When everyone has a home

Housing advice for Northern Ireland

Adding someone to your social tenancy

You can add someone else to your tenancy. But, 

  • you need your landlord's permission to do this
  • your landlord can refuse in some circumstances.  

You don't have to add people who live with you to your tenancy.  

Making someone a joint tenant

You can ask your landlord to add someone as a joint tenancy if

  • they are your husband wife or civil partner, or
  • they've been living with you as part of your household for at least a year, 
  • they could inherit the tenancy when you die, or
  • they lived with you when you first moved into your home. 

Your landlord might ask for proof that someone has been living with you. Things like utility bills, bank statements or official letters will help prove this. 

Refusing to add a joint tenant

Your landlord can refuse to add a joint tenant if they have evidence that you plan to move out of the property soon. Get advice if your landlord has refused to let you add someone to your tenancy.

Rights of joint tenants

Joint tenants have equal rights to a home. You are all responsible for

  • paying the rent
  • looking after the property
  • each other's behaviour. 

Changes to benefits if you create a joint tenancy

Your benefits may change if you add someone to your tenancy. That person is now responsible for paying some of the rent.
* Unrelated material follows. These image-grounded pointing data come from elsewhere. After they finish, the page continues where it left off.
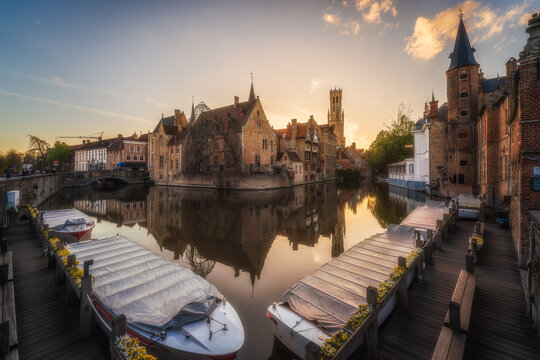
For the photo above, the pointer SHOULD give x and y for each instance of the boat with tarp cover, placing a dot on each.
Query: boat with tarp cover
(320, 305)
(167, 307)
(69, 224)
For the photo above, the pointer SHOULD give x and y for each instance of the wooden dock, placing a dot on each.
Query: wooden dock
(499, 327)
(47, 329)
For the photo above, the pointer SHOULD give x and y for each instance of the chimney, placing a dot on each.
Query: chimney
(511, 66)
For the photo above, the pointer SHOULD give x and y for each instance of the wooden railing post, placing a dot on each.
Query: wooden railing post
(429, 248)
(469, 263)
(454, 316)
(86, 308)
(402, 297)
(70, 292)
(60, 276)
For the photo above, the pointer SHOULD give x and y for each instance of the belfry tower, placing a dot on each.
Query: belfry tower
(336, 116)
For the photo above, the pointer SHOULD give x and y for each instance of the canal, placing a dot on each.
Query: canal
(252, 245)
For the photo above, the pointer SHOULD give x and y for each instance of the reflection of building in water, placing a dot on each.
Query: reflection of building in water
(237, 229)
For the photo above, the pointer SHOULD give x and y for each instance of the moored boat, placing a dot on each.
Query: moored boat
(70, 225)
(168, 307)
Universal Credit, or Housing Benefit, can refuse to help with your rent if they think you've changed your tenancy so that

  • you can claim benefits when you couldn't before, or
  • you can claim extra benefits to help with rent. 

Get advice if you've changed your tenancy and you need help to pay rent.

Removing someone from a joint tenancy

Joint tenants have equal rights to the property. This can cause problems if you don't want to live with the other joint tenant. Your landlord will not decide who gets the tenancy if you both want to stay in the property as sole tenants. You will have to

  • negotiate and try to agree with each other, or
  • ask the courts to sort it out. 

Ending a joint tenancy

One joint tenant can end the tenancy for everyone. Your landlord may let you stay in the property as a sole tenant if the other tenant(s) ends the tenancy. But, they don't have to do this. 

Get advice if a joint tenant has ended your tenancy.

Living with people who are not on your tenancy

You can let someone live in your home without adding them to your tenancy. You should

  • let your landlord know if someone else is living with you
  • let Universal Credit or any other benefits you get know if someone else is living with you.